Archaeologists investigating Blombos Cave in South Africa recently announced the discovery of nine faint red lines drawn at least 73,000 years ago on a 4cm long flake of rock. These lines are thought to be the earliest known drawing, probably a fragment of a larger work, since the strokes are cut off at the top and bottom edges of the flake. The pigment is red ochre, a mineral mixture of iron oxides in a clay or chalk matrix.

Ochre colours vary from rich reds to light yellows, depending on the amount of water bound to the iron oxides and particle size. Yellow ochre can be reddened by heating, as it drives off the bound water. Yellow and brown ochre are common constituents of modern paint sets, whether acrylic, oil, watercolour or gouache.

While the drawing is considered remote in terms of time, it is not remote in terms of material or technique. An artist today can walk into any art shop and pick up a pencil of red chalk — powdered iron oxide and chalk pressed into a cylindrical shape. Just as an artist rotates a sheet of paper while making a sketch, attempts to recreate the design revealed that the prehistoric artist rotated the rock.

A drawing is made with dry pigment, while a painting is made with pigment dispersed in a liquid that dries. Paint goes back at least 100,000 years. Two abalone shells uncovered in Blombos Cave in 2011 were found to contain red ochre, charcoal, bone fragments and stone flakes, with telltale signs that the contents had been stirred with a liquid that evaporated long ago, indicating that the shells were mixing bowls for a dark red watercolour. To this day, painters of miniatures favour mussel shells for mixing and holding paint.

Nine faint red lines discovered at Blombos Cave in South Africa are considered a piece of drawing that is at least 73,000 years old

Unlike ochre, charcoal is organic in origin, made from charred wood or other vegetation. The bone fragments in the shells had been burnt before being crushed, perhaps to release the fatty marrow, which would have served to bind the pigments to a surface. Although marrow is not used today, the binders in some artists’ inks are extracted by boiling the skins and bones of fish or rabbits in water. Watercolours and gouache substitute animal-friendly gum arabic, a sticky resin that leaks through the bark of certain acacias.

As for the flakes of stone found in the shells, these originated from the stones used to abrade and crush the ochre, charcoal and bone.

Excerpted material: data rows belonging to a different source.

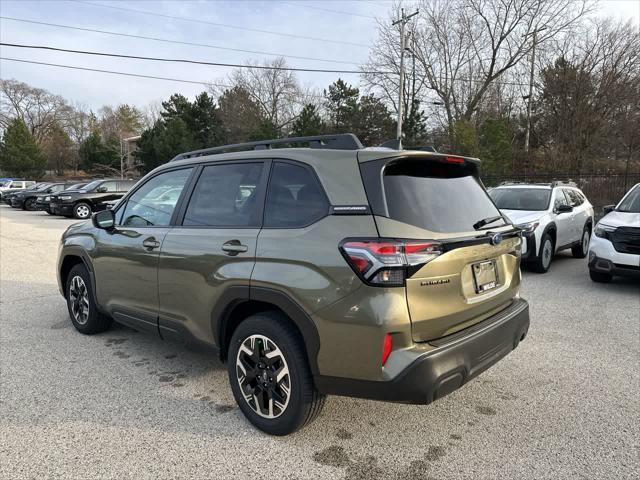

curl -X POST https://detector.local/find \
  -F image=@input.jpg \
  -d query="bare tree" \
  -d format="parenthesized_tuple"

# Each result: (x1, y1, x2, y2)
(0, 79, 74, 143)
(217, 58, 304, 131)
(364, 0, 594, 145)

The red lines were deliberately drawn 73,000 years ago | Craig Foster
The red lines were deliberately drawn 73,000 years ago | Craig Foster

The earliest painting, made at least 64,000 years ago in La Pasiega Cave in Spain, resembles a three-rung ladder. It, too, is made with red ochre. While the design’s significance is unknown, it is enormously significant to our understanding of human origins. Confounding expectations, it was not made by Homo sapiens (that’s us) but by Homo neanderthalensis. Palm-sized red discs dotting cave walls have also been attributed to Neanderthals. The earliest disc, in El Castillo in Spain, was painted 40,800 years ago. These cave paintings suggest that abstract thinking and language are not unique to our species.

More famous than these abstract paintings are figurative hand stencils and animal paintings. The oldest hand stencils appear to have been made by blowing red paint (ochre again) through a hollowed bone or reed or directly from the mouth, around a hand placed against a wall. Hand stencils have been found in locations as distant from each other as Sulawesi in Indonesia (39,900 years old) and El Castillo (37,300 years old). Curiously, the oldest painted animal image, a pig-deer, is close by the Sulawesi hand stencil, but it was made 4,500 years later.

Black hand stencils are placed around two handsome spotted horses that were painted with black mineral manganese dioxide in France’s Pech Merle Cave 25,000 years ago. Finger-length ratios reveal that the stenciled hands were women’s, casting doubt on the assumption that early artists were men. Indeed, a 2009 analysis of hand stencils in caves across France and Spain concluded that most of the hands were female. What could these hand stencils mean?